Казалось, я недолго находился возле речки, а вокруг уже нет той утренней морозной красы, когда шёл сюда. На открытых местах сиротливо торчали нагие кустики репейника. Под ногами реже похрустывало. Опять зачавкала грязь. С трудом перебрался на взгорок, где начинался ельник. Раздвигая ветви, я направился в сторону деревни. Посматривал на яркий зелёный наряд, на желтовато-коричневый слой опавшей хвои с вкраплениями старых шишек и белую морозную бахрому, она сохранилась под нижними лапами ельника. Слушал цвирканье синичек. Вскоре вышел на маленькую поляну, окружённую высокими елями. И здесь мне показалось, будто под лапой, в теньке, что-то мелькнуло. Остановился. Приподнял колючую ветвь и удивлённо присвистнул. Передо мной, с прилипшими к шляпкам иголками, приютилась небольшая семейка рыжиков. Откуда же вы, родимые? Ваше время давно закончилось! Долго я смотрел на них. Любовался в углублениях шляпок замёрзшими капельками воды, которые превратились в тонкие ледяные снежинки и словно паутинкой затянули донышко. Но по краешкам шляпок уже была черноватая полоска от первого заморозка. Опасаясь дотронуться до льдистых снежинок, я достал нож и срезал рыжики. Снял шапку. Уложил туда грибы. Опрометью бросился к дому, чтобы показать бабе Груне необычные, сверкающие снежинки и сами рыжики, что не ко времени появились на свет, украсив ярким цветом осенний унылый наряд.

Баб Грунь, баб Грунь, — крикнул я, ввалившись в избу, — иди сюда быстрее! Глянь, краса-то какая!

Подслеповато щурясь, баба Груня вышла из горницы.

Эть, малохольный, — она проворчала и нахмурилась. — Шлёндаешь по морозу. Что в дом притащил? Точно, в мамку уродился, в мамку!

Глянь, баб…

Она подошла, шаркая топтышами. Заглянула в шапку, откуда торчали рыжие головёнки грибов с льдистыми коронками, и недоверчиво посмотрела на меня.

Не может быть, Санько! — и снова склонилась над шапкой. — Откель такое чудо взял? Хе-х! Зима на носу, а ты грибы разыскал. Эть невидаль-то! Осень долгой была, поэтому они появились. Времечко своё спутали.

Прошло несколько минут. Снежинки превратились в чистые прозрачные капельки осеннего дождя и ртутью перекатывались по донышкам запоздалых грибов.

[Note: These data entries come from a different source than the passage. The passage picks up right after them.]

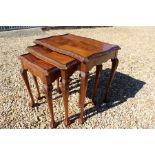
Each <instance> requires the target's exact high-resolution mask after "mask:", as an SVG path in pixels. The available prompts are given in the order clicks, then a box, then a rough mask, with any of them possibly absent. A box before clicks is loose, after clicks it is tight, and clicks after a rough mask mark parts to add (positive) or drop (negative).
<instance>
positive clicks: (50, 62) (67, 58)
mask: <svg viewBox="0 0 155 155" xmlns="http://www.w3.org/2000/svg"><path fill="white" fill-rule="evenodd" d="M27 51H28V52H30V53H31V54H33V55H34V56H35V57H37V58H39V59H41V60H43V61H45V62H47V63H50V64H52V65H54V66H56V67H57V68H59V69H63V70H67V69H69V68H70V67H72V66H73V65H78V64H79V61H77V60H75V59H74V58H72V57H70V56H66V55H62V54H60V53H57V52H55V51H52V50H49V49H48V48H45V47H43V46H40V45H35V46H30V47H28V48H27Z"/></svg>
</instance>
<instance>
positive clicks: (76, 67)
mask: <svg viewBox="0 0 155 155" xmlns="http://www.w3.org/2000/svg"><path fill="white" fill-rule="evenodd" d="M27 51H29V52H30V53H31V54H32V55H34V56H35V57H36V58H38V59H40V60H42V61H44V62H46V63H48V64H51V65H53V66H55V67H56V68H57V69H59V70H60V76H61V79H62V83H61V84H62V87H61V91H62V95H63V101H64V111H65V119H64V123H65V125H66V126H67V125H68V124H69V123H70V121H69V118H68V96H69V77H70V76H71V75H72V74H73V73H74V72H75V71H76V70H77V69H78V67H79V64H80V62H79V61H78V60H75V59H74V58H72V57H69V56H67V55H63V54H60V53H57V52H55V51H53V50H50V49H48V48H46V47H43V46H40V45H34V46H30V47H28V48H27ZM53 76H54V75H53Z"/></svg>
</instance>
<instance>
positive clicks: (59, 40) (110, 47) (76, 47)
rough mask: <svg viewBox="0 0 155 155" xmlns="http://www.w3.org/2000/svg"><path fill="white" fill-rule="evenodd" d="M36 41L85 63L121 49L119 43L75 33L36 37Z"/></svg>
mask: <svg viewBox="0 0 155 155" xmlns="http://www.w3.org/2000/svg"><path fill="white" fill-rule="evenodd" d="M34 42H35V43H36V44H39V45H42V46H44V47H47V48H49V49H51V50H54V51H56V52H59V53H62V54H65V55H68V56H71V57H73V58H75V59H77V60H79V61H81V62H85V63H86V62H89V61H91V60H94V59H96V58H97V57H99V56H103V55H106V54H107V53H109V52H111V51H117V50H119V49H120V47H119V46H118V45H112V44H109V43H105V42H101V41H97V40H95V39H90V38H86V37H81V36H77V35H73V34H64V35H57V36H51V37H47V38H42V39H36V40H35V41H34Z"/></svg>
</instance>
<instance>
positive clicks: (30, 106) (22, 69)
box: [20, 68, 35, 107]
mask: <svg viewBox="0 0 155 155" xmlns="http://www.w3.org/2000/svg"><path fill="white" fill-rule="evenodd" d="M20 73H21V76H22V78H23V80H24V82H25V85H26V88H27V90H28V93H29V96H30V98H31V102H30V103H29V106H30V107H34V104H35V102H34V98H33V95H32V91H31V88H30V84H29V81H28V76H27V70H25V69H23V68H22V69H21V70H20Z"/></svg>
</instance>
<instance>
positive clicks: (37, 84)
mask: <svg viewBox="0 0 155 155" xmlns="http://www.w3.org/2000/svg"><path fill="white" fill-rule="evenodd" d="M32 77H33V80H34V83H35V86H36V88H37V93H38V94H37V99H38V100H39V99H40V98H41V96H40V91H39V85H38V81H37V77H36V76H34V75H32Z"/></svg>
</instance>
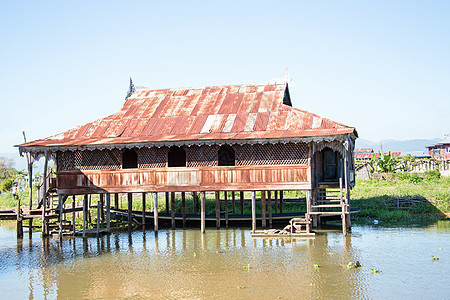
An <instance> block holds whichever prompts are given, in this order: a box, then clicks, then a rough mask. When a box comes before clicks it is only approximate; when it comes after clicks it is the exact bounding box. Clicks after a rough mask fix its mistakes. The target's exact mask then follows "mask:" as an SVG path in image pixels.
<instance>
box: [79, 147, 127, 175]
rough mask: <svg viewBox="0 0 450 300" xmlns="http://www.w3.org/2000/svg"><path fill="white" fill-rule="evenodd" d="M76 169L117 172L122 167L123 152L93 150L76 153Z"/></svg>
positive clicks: (79, 169) (102, 150) (115, 151)
mask: <svg viewBox="0 0 450 300" xmlns="http://www.w3.org/2000/svg"><path fill="white" fill-rule="evenodd" d="M74 161H75V169H77V170H115V169H120V168H121V166H122V151H120V150H118V149H113V150H93V151H75V152H74Z"/></svg>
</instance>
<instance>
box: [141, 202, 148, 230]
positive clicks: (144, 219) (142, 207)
mask: <svg viewBox="0 0 450 300" xmlns="http://www.w3.org/2000/svg"><path fill="white" fill-rule="evenodd" d="M145 196H146V195H145V193H142V227H143V228H145V208H146V206H147V203H146V202H147V201H146V199H145Z"/></svg>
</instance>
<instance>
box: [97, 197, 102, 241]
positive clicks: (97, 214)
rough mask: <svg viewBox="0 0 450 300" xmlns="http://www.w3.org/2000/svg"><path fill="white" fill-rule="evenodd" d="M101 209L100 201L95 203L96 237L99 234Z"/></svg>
mask: <svg viewBox="0 0 450 300" xmlns="http://www.w3.org/2000/svg"><path fill="white" fill-rule="evenodd" d="M101 209H102V207H101V204H100V201H97V237H98V235H99V233H100V215H101V212H100V210H101Z"/></svg>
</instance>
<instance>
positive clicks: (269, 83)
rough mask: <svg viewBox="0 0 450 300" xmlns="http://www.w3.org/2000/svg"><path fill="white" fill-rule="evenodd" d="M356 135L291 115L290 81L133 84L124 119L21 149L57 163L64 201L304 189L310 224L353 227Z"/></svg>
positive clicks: (306, 116) (57, 169)
mask: <svg viewBox="0 0 450 300" xmlns="http://www.w3.org/2000/svg"><path fill="white" fill-rule="evenodd" d="M356 138H357V132H356V130H355V128H353V127H350V126H346V125H343V124H340V123H337V122H334V121H331V120H328V119H325V118H322V117H320V116H318V115H315V114H312V113H309V112H306V111H303V110H300V109H297V108H293V107H292V104H291V97H290V94H289V88H288V84H287V83H269V84H261V85H231V86H213V87H202V88H177V89H160V90H152V89H137V90H134V87H133V86H132V85H131V86H130V92H129V95H128V96H127V98H126V100H125V103H124V105H123V107H122V108H121V109H120V110H119V111H118V112H117V113H115V114H113V115H110V116H107V117H104V118H100V119H98V120H95V121H93V122H90V123H87V124H84V125H82V126H79V127H76V128H73V129H70V130H67V131H65V132H63V133H60V134H57V135H54V136H51V137H48V138H44V139H40V140H36V141H32V142H28V143H25V144H22V145H19V146H18V147H19V151H20V153H21V154H23V153H30V154H31V155H32V156H34V157H35V158H36V159H38V158H39V157H45V158H46V159H49V158H53V159H54V160H55V161H56V166H57V173H56V177H57V181H56V190H57V193H58V194H59V195H60V198H61V199H62V200H61V201H64V199H65V198H67V195H80V194H94V193H100V194H107V195H108V196H109V194H111V193H136V192H140V193H148V192H150V193H155V192H200V193H201V195H203V198H204V192H207V191H216V192H217V191H284V190H305V191H307V206H308V208H307V214H308V216H309V217H312V218H313V219H315V220H318V219H319V217H320V216H322V215H333V214H334V215H340V216H342V218H343V225H344V227H345V228H348V227H349V224H350V220H349V204H350V203H349V196H350V189H351V188H352V187H353V185H354V177H355V176H354V162H353V157H354V156H353V149H354V144H355V139H356ZM333 189H334V190H333ZM336 189H337V190H336ZM330 191H331V192H337V193H338V195H337V198H333V197H330V195H329V193H330ZM253 195H254V194H253ZM264 195H265V194H264ZM336 208H337V210H336ZM203 213H204V212H203ZM202 228H203V230H204V224H203V223H202ZM345 231H346V230H345Z"/></svg>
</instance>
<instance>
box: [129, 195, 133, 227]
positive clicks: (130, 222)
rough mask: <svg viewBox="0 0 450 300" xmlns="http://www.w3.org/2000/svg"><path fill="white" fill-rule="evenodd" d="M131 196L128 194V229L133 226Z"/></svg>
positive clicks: (132, 195)
mask: <svg viewBox="0 0 450 300" xmlns="http://www.w3.org/2000/svg"><path fill="white" fill-rule="evenodd" d="M132 212H133V194H132V193H128V227H131V226H132V225H133V219H132V218H133V215H132Z"/></svg>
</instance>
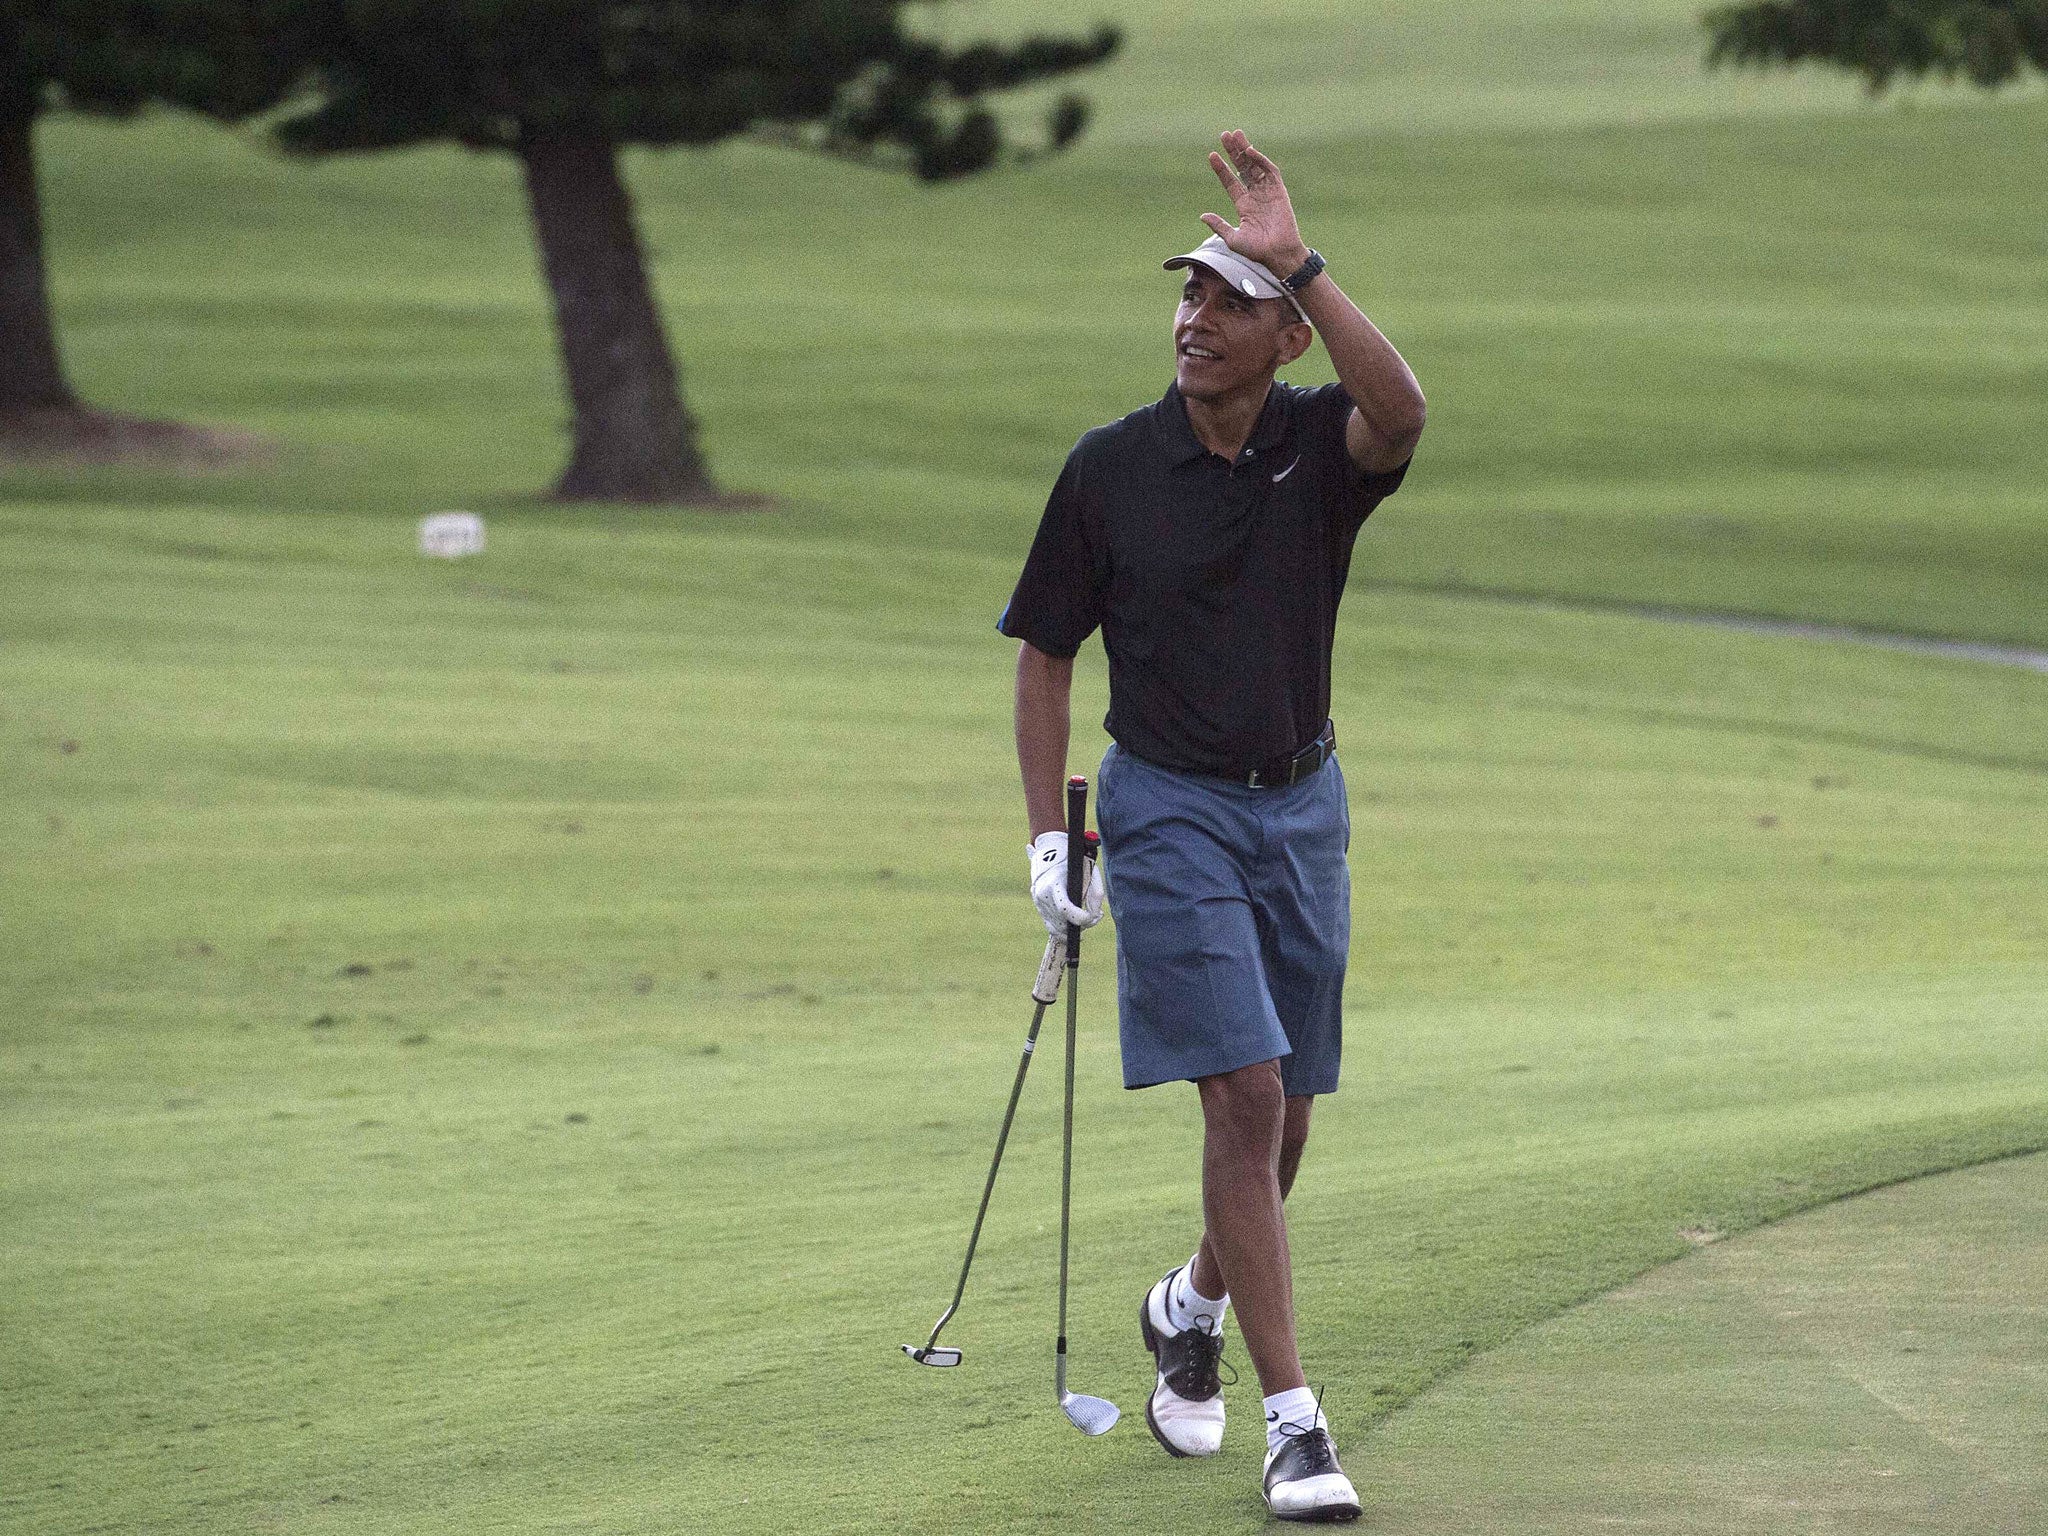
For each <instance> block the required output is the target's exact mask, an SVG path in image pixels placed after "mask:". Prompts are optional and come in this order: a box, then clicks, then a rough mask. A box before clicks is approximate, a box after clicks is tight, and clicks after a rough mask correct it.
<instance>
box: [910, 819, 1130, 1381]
mask: <svg viewBox="0 0 2048 1536" xmlns="http://www.w3.org/2000/svg"><path fill="white" fill-rule="evenodd" d="M1098 842H1100V840H1098V838H1096V834H1087V840H1085V842H1083V848H1081V852H1083V856H1085V858H1094V856H1096V846H1098ZM1069 932H1071V930H1069ZM1065 969H1067V946H1065V944H1063V942H1061V940H1057V938H1049V940H1047V942H1044V956H1042V958H1040V961H1038V979H1036V981H1034V983H1032V989H1030V995H1032V1001H1034V1004H1038V1006H1036V1008H1034V1010H1032V1016H1030V1032H1028V1034H1026V1036H1024V1055H1022V1057H1018V1075H1016V1081H1012V1083H1010V1108H1006V1110H1004V1128H1001V1130H999V1133H995V1157H991V1159H989V1178H987V1182H985V1184H983V1186H981V1208H979V1210H975V1229H973V1231H971V1233H969V1235H967V1260H965V1262H963V1264H961V1284H956V1286H954V1288H952V1303H950V1305H948V1307H946V1311H944V1313H940V1315H938V1321H936V1323H934V1325H932V1337H928V1339H926V1341H924V1343H905V1346H901V1348H903V1354H907V1356H909V1358H911V1360H915V1362H918V1364H920V1366H956V1364H961V1352H958V1350H956V1348H952V1346H940V1341H938V1331H940V1329H942V1327H946V1323H950V1321H952V1315H954V1313H956V1311H961V1296H965V1294H967V1272H969V1270H971V1268H975V1243H979V1241H981V1223H983V1219H985V1217H987V1214H989V1196H991V1194H995V1171H997V1169H999V1167H1001V1165H1004V1147H1006V1145H1008V1143H1010V1122H1012V1120H1016V1112H1018V1100H1020V1098H1022V1096H1024V1073H1026V1071H1030V1057H1032V1051H1036V1049H1038V1026H1040V1024H1042V1022H1044V1010H1047V1008H1049V1006H1051V1004H1053V1001H1055V999H1057V997H1059V977H1061V971H1065Z"/></svg>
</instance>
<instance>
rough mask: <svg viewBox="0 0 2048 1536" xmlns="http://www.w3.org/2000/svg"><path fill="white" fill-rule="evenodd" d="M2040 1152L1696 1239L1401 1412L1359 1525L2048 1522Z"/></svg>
mask: <svg viewBox="0 0 2048 1536" xmlns="http://www.w3.org/2000/svg"><path fill="white" fill-rule="evenodd" d="M2044 1294H2048V1159H2044V1157H2025V1159H2015V1161H2009V1163H1993V1165H1989V1167H1972V1169H1966V1171H1960V1174H1946V1176H1942V1178H1931V1180H1917V1182H1913V1184H1905V1186H1898V1188H1892V1190H1880V1192H1878V1194H1868V1196H1862V1198H1858V1200H1845V1202H1841V1204H1835V1206H1829V1208H1827V1210H1819V1212H1810V1214H1804V1217H1796V1219H1794V1221H1788V1223H1784V1225H1782V1227H1774V1229H1772V1231H1767V1233H1753V1235H1749V1237H1743V1239H1737V1241H1733V1243H1724V1245H1716V1247H1712V1249H1708V1251H1702V1253H1700V1255H1696V1257H1690V1260H1686V1262H1683V1264H1675V1266H1671V1268H1667V1270H1659V1272H1657V1274H1653V1276H1651V1278H1647V1280H1642V1282H1638V1284H1632V1286H1626V1288H1622V1290H1618V1292H1614V1294H1610V1296H1604V1298H1599V1300H1597V1303H1593V1305H1589V1307H1585V1309H1581V1311H1575V1313H1569V1315H1567V1317H1561V1319H1556V1321H1554V1323H1546V1325H1544V1327H1540V1329H1534V1331H1532V1333H1528V1335H1524V1337H1520V1339H1516V1341H1513V1343H1511V1346H1507V1348H1505V1350H1499V1352H1497V1354H1493V1356H1489V1358H1485V1360H1481V1362H1475V1366H1473V1368H1470V1370H1468V1372H1464V1374H1460V1376H1456V1378H1452V1380H1450V1382H1448V1384H1446V1386H1442V1389H1438V1391H1434V1393H1430V1395H1425V1397H1423V1399H1421V1401H1419V1403H1417V1405H1415V1407H1411V1409H1405V1411H1403V1413H1397V1415H1395V1417H1393V1421H1391V1423H1389V1425H1386V1434H1384V1436H1382V1438H1380V1440H1378V1442H1376V1450H1374V1456H1372V1470H1370V1473H1368V1483H1370V1493H1368V1499H1370V1505H1372V1526H1374V1530H1382V1532H1389V1536H1393V1534H1395V1532H1430V1536H1466V1534H1470V1536H1491V1532H1501V1530H1518V1532H1530V1534H1532V1536H1536V1534H1538V1532H1561V1534H1567V1532H1585V1530H1616V1532H1714V1536H1745V1534H1747V1532H1759V1534H1761V1532H1784V1530H1853V1532H1878V1530H1882V1532H1952V1530H1972V1532H1982V1534H1985V1536H2030V1534H2038V1532H2042V1530H2048V1309H2044V1303H2042V1296H2044Z"/></svg>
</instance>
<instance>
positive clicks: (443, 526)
mask: <svg viewBox="0 0 2048 1536" xmlns="http://www.w3.org/2000/svg"><path fill="white" fill-rule="evenodd" d="M420 553H422V555H438V557H440V559H459V557H461V555H481V553H483V518H479V516H477V514H475V512H434V514H432V516H428V518H420Z"/></svg>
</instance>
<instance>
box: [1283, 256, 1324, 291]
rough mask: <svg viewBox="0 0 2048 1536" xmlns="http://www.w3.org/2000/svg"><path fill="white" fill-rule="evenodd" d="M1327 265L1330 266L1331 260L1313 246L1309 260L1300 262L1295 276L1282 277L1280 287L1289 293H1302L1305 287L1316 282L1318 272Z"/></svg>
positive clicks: (1321, 269) (1294, 273)
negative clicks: (1326, 261)
mask: <svg viewBox="0 0 2048 1536" xmlns="http://www.w3.org/2000/svg"><path fill="white" fill-rule="evenodd" d="M1325 266H1329V262H1325V260H1323V252H1319V250H1313V248H1311V252H1309V260H1305V262H1303V264H1300V268H1298V270H1296V272H1294V276H1284V279H1280V287H1282V289H1286V291H1288V293H1300V291H1303V289H1305V287H1309V285H1311V283H1315V276H1317V272H1321V270H1323V268H1325Z"/></svg>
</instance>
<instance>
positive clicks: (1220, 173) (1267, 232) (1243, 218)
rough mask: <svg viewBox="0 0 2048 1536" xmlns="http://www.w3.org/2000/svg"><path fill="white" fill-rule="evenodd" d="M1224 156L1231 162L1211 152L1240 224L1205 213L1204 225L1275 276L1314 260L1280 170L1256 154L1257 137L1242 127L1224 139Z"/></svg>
mask: <svg viewBox="0 0 2048 1536" xmlns="http://www.w3.org/2000/svg"><path fill="white" fill-rule="evenodd" d="M1223 154H1227V156H1229V160H1225V158H1223V156H1219V154H1217V152H1214V150H1210V152H1208V168H1210V170H1212V172H1217V180H1219V182H1223V190H1225V193H1227V195H1229V199H1231V207H1233V209H1237V225H1235V227H1233V225H1231V223H1227V221H1223V219H1219V217H1217V215H1214V213H1204V215H1202V223H1206V225H1208V227H1210V229H1214V231H1217V233H1219V236H1223V244H1225V246H1229V248H1231V250H1235V252H1237V254H1239V256H1249V258H1251V260H1255V262H1260V264H1264V266H1266V268H1268V270H1270V272H1274V276H1288V274H1290V272H1294V270H1296V268H1298V266H1300V264H1303V262H1305V260H1309V246H1307V244H1305V242H1303V238H1300V229H1298V227H1296V223H1294V201H1292V199H1290V197H1288V195H1286V182H1282V180H1280V166H1276V164H1274V162H1272V160H1268V158H1266V156H1262V154H1260V152H1257V150H1253V147H1251V139H1247V137H1245V135H1243V133H1239V131H1237V129H1231V131H1229V133H1225V135H1223Z"/></svg>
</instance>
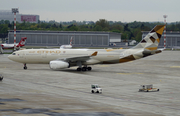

Раздевайся, Санька, — сказала баба Груня. — Заждалась тебя. Чугунок да сковородку не вынимала из печи. А с ними что делать? Поджарим? — и положила рыжики на стол.

Я посмотрел на грибы. Пахнуло горьковатым запахом свежих рыжиков. Словно время вернуло нас в прошедшее лето, приготовив гостинец перед долгой и суровой зимой. И не удержался, ткнул пальцем:

Последний подарок… Баб Грунь, посмотри, краса-то какая!